15cBOOKTRADE and MEI
15cBOOKTRADE
The 15cBOOKTRADE project, affiliated with the University of Oxford, is an international project which records the incunabula (books printed between the years 1450-1500) that survive until today all over the world. More specifically, it tracks the surviving material evidence on the books, in order to study the circulation, selling and incorporation of books in people’s lives during the Renaissance. This enables the study of the economic and social impact of the introduction of a new technology, printing, on early European society.
In the five-year period 2014-2019 the 15cBOOKTRADE project recorded and analysed evidence found in incunabula held in large and small European and some American libraries. The project is now completed, but research continues; its databases are constantly enriched, including more and more libraries from all around the world.

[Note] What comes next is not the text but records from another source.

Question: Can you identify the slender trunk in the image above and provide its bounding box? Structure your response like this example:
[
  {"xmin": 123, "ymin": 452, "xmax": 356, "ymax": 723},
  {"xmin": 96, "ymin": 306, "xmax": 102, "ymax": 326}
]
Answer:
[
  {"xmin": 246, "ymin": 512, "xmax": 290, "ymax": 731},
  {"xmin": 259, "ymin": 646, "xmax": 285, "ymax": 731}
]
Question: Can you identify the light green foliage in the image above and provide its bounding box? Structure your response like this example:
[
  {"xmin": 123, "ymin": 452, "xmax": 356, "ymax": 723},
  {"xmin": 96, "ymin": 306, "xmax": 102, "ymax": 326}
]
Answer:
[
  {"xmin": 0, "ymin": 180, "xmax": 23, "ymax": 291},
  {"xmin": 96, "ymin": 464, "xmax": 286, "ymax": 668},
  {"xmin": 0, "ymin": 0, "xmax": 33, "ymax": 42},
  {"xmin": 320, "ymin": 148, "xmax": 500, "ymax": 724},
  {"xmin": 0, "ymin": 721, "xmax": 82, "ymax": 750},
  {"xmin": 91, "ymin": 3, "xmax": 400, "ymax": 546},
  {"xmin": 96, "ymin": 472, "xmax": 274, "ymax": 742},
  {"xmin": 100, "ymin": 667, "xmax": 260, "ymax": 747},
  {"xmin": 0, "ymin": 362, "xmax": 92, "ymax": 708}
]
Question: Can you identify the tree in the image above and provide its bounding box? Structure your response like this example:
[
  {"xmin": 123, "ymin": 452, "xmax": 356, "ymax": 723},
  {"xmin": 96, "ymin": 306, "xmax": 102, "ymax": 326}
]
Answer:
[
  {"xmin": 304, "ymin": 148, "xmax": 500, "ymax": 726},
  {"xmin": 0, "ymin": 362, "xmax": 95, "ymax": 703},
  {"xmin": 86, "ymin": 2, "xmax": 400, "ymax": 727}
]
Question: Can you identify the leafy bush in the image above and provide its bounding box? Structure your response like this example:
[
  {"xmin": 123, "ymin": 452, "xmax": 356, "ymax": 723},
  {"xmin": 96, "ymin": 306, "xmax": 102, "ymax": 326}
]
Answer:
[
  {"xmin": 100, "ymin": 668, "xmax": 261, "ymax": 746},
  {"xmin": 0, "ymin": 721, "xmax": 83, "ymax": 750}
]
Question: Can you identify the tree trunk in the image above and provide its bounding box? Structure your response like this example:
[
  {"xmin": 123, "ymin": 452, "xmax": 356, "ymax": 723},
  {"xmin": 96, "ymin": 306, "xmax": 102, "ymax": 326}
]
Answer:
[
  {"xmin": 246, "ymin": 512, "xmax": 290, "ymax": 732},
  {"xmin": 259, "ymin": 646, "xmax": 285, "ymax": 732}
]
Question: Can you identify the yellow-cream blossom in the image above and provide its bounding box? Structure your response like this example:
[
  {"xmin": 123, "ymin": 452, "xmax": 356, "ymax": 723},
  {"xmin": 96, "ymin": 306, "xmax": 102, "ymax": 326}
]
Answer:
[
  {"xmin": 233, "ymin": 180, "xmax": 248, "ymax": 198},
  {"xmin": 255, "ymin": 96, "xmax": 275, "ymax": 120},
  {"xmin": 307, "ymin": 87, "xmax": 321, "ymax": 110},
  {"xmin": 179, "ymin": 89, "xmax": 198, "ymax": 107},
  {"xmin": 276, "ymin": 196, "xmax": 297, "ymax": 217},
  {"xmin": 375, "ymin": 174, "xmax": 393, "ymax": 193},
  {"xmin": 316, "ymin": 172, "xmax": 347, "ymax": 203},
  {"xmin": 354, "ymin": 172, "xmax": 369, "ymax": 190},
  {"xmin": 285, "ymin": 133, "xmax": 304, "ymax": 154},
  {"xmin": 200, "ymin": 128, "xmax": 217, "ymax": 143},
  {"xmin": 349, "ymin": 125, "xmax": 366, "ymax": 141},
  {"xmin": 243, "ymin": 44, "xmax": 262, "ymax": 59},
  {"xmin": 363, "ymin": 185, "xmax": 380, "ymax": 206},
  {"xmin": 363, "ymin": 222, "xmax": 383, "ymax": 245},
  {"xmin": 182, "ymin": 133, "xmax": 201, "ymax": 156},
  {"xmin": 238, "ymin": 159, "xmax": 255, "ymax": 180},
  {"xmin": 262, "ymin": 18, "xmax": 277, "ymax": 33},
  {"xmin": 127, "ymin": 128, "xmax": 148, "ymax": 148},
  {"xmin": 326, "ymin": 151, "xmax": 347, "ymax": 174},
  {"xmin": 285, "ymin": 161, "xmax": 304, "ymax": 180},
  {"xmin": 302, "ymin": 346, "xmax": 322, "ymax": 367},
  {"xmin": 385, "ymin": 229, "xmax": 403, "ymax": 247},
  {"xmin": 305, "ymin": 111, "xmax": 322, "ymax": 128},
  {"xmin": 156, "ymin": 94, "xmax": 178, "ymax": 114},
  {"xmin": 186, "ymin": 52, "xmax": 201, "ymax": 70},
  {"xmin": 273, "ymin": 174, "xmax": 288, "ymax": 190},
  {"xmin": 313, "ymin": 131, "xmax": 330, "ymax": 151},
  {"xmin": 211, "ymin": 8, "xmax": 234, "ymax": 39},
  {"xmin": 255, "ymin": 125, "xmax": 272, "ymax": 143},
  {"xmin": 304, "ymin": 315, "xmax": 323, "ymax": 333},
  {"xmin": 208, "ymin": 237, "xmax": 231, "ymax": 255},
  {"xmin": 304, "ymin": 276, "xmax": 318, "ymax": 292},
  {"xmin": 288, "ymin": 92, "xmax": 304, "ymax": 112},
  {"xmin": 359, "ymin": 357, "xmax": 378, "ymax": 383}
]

Material Evidence in Incunabula (MEI)
The database Material Evidence in Incunabula is among the tools developed in order to support this project. This database, conceived by Cristina Dondi and developed by Alex Jahnke, is hosted and maintained by the Consortium of European Research Libraries (CERL) and is constantly updated and enriched by contributing editors, librarians and scholars in some 600 libraries all over the world.
As of today (March 2023) more than 60,000 copies of incunabula are featured in the database, collecting information on ownership evidence, prices, marginalia, binding, decoration, stamps, testaments of the books’ journey through time and space.